Wykrytą nierównomierność pracy silnika sterownik próbował skorygować zgodnie z tym, co zapisano w jego oprogramowaniu, to znaczy poprzez zmianę dawki paliwa. I tak do cylindrów, które uznał za pracujące za wolno, zaczął podawać nieco więcej benzyny, a do „zbyt szybkich” – nieco mniej.

Ponieważ zakłócenia spalania nie były przypadkowe, lecz miały swoją określoną i trwałą przyczynę, działanie tej korekcyjnej pętli programowej nie przyniosło poprawy nierównomierności biegu.
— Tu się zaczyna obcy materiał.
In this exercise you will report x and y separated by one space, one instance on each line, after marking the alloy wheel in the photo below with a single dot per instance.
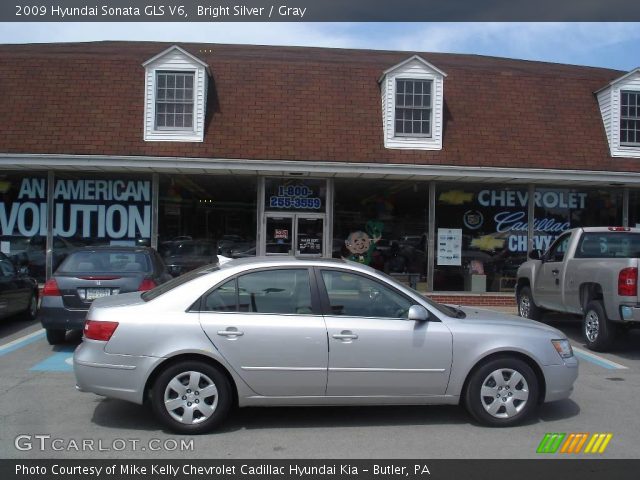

Przeciwnie – zostały przekroczone granice stechiometrycznych proporcji mieszanki, co natychmiast zostało uwzględnione przez inną pętlę programową nadzorującą czystość spalin i bezpieczeństwo katalizatora.

Przekroczone okresowo granice regulacji współczynnika lambda spowodowały, że sterownik awaryjnie odłączał zasilanie paliwem cylindrów budzących jego wątpliwości, aż w końcu silnik przechodził w awaryjny tryb pracy, co objawiało się kierowcy utratą mocy i zaświeceniem lampki check engine.

Stałe zakłócenia w procesie spalania i okresowe wyłączanie cylindra z pracy spowodowało pogorszenie smarowania – olej był zmywany z gładzi przez benzynę, która nie odparowywała, gdyż cylinder nie osiągał należytej temperatury. Wszystko skończyło się zatarciem.

Pozostaje wyjaśnić, dlaczego zatarciu uległ akurat cylinder nr 4. Otóż w łańcuchu kinematycznym znajduje się on najdalej od koła zamachowego, a pod względem elektronicznym najdalej od czujnika położenia wału korbowego. Pamiętajmy, że mówimy widlastej „ósemce”.